Duduk Perkara: Kasus Korupsi PT Petrogas Persada Karawang
Kasus ini bermula dari temuan adanya penyimpangan dalam pengelolaan keuangan di PT Petrogas Persada Karawang, sebuah BUMD yang bergerak di sektor energi. Gia Wisnu Wardhana dinyatakan bersalah melakukan tindak pidana korupsi yang menyebabkan kerugian negara dalam jumlah besar.
Pada persidangan tingkat pertama di Pengadilan Tipikor Bandung, terdakwa divonis dengan hukuman yang dianggap belum memenuhi rasa keadilan oleh jaksa.
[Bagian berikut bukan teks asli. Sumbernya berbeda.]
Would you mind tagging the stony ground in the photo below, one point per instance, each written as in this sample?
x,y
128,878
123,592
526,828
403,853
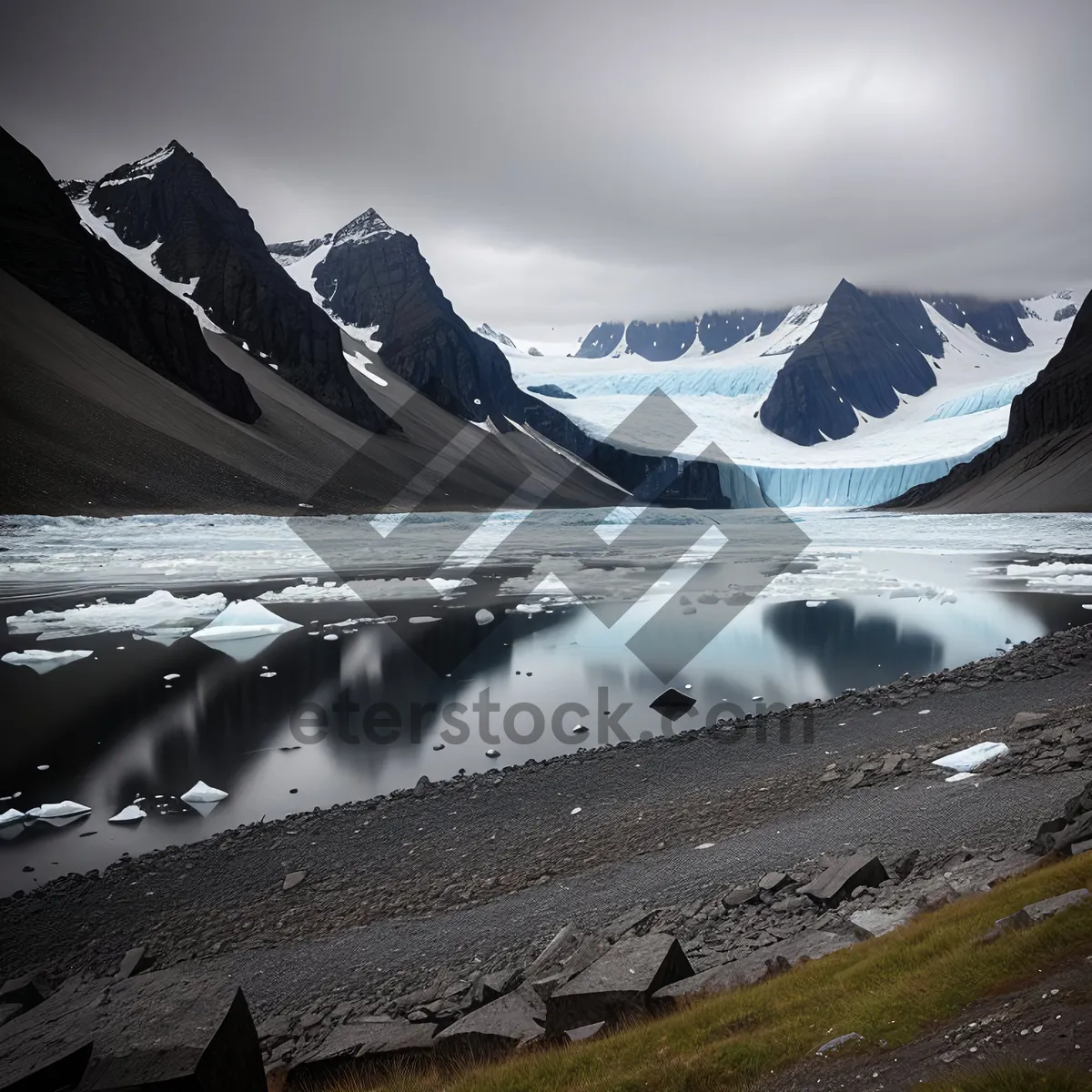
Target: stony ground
x,y
1047,1021
430,887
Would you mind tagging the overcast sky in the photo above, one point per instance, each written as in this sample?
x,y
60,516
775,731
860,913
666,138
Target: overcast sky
x,y
568,161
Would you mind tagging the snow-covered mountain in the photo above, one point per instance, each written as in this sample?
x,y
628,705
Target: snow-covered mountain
x,y
44,245
169,217
1042,462
911,388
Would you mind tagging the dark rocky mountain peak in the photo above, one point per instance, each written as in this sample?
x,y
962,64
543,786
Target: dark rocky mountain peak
x,y
602,339
369,225
486,331
865,352
44,245
76,189
208,241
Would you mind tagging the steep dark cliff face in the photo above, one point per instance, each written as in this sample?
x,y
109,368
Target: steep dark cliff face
x,y
376,277
721,330
865,352
1051,420
667,341
661,341
169,197
44,245
602,339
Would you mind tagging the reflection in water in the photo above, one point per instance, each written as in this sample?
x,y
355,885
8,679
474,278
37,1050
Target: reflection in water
x,y
112,727
853,651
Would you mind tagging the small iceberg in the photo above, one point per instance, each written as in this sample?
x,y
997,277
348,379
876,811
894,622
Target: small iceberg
x,y
130,814
203,794
244,629
971,758
44,660
63,811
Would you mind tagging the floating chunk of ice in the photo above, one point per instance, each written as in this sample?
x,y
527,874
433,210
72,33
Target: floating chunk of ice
x,y
153,612
130,814
309,592
971,758
241,620
61,811
44,660
203,794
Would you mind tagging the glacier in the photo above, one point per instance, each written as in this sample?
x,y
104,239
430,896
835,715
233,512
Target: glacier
x,y
831,486
994,397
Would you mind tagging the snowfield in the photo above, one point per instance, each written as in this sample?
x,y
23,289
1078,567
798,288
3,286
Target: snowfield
x,y
893,556
722,392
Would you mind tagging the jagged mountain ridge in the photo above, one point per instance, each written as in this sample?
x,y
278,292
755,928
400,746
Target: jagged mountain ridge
x,y
44,245
375,281
1042,462
866,350
202,238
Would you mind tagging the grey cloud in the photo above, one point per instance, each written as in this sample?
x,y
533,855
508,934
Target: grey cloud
x,y
566,162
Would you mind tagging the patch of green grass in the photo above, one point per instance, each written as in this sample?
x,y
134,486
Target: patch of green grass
x,y
890,991
1015,1079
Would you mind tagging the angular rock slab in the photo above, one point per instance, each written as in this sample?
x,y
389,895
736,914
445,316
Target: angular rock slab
x,y
618,984
163,1031
375,1040
754,967
27,992
841,878
875,922
500,1026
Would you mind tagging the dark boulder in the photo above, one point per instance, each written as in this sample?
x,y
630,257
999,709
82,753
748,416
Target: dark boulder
x,y
44,245
163,1031
205,236
500,1026
672,702
865,352
838,882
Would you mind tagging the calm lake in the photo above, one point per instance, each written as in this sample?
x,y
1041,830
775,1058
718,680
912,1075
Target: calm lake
x,y
418,652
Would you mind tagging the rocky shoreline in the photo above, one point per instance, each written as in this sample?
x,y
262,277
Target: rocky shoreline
x,y
452,850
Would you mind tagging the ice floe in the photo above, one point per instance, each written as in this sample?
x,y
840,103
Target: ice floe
x,y
63,811
131,814
244,629
44,660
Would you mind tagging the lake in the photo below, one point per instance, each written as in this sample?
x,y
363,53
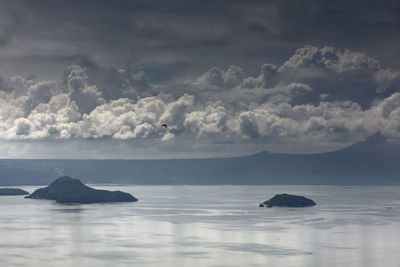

Hal inilah yang mendorong JPU untuk melakukan upaya banding guna menuntut hukuman yang lebih setimpal dengan dampak kerugian yang ditimbulkan.
Perbandingan Vonis: Tingkat Pertama vs Banding
Berdasarkan data yang dihimpun, berikut adalah rincian kenaikan vonis tersebut:
- Vonis Awal (Pengadilan Tipikor): Terdakwa sebelumnya dijatuhi hukuman penjara yang relatif lebih ringan.
- Vonis Banding (PT Bandung): Hakim memutuskan untuk melipatgandakan durasi hukuman penjara serta memperberat denda dan uang pengganti yang harus dibayarkan kepada negara.
Poin-Poin Penting Putusan Pengadilan Tinggi Bandung
Dalam pertimbangannya, Majelis Hakim Pengadilan Tinggi Bandung menilai bahwa terdakwa telah menyalahgunakan kewenangannya secara sistematis. Berikut adalah poin utama dalam putusan banding tersebut:
- Hukuman Penjara: Durasi masa tahanan bertambah secara signifikan (berlipat dari vonis semula).
- Uang Pengganti: Terdakwa diwajibkan mengembalikan kerugian negara yang mencapai miliaran rupiah. Jika tidak dibayar, masa kurungan akan ditambah (subsider).
- Denda: Pemberian denda yang lebih besar sebagai bentuk hukuman finansial atas tindakan rasuah di tubuh BUMD Karawang.
Respons Kejaksaan Negeri Karawang
Pihak Kejaksaan Negeri (Kejari) Karawang menyambut baik putusan ini. Menurut pihak kejaksaan, vonis berat ini diharapkan memberikan efek jera (deterrent effect) bagi pengelola BUMD lainnya agar lebih transparan dan akuntabel dalam mengelola aset daerah.
“Kemenangan di tingkat banding ini menunjukkan bahwa argumentasi hukum yang disusun jaksa mengenai besarnya kerugian negara dan dampak sosial dari korupsi ini diterima oleh Majelis Hakim Tinggi,” ujar perwakilan kejaksaan.
Dampak bagi Integritas BUMD di Jawa Barat
Kasus ini menjadi peringatan keras bagi para direksi perusahaan daerah di Jawa Barat. Pengetatan pengawasan internal serta audit rutin kini menjadi prioritas pemerintah daerah untuk mencegah terulangnya “kasus Petrogas” di masa mendatang.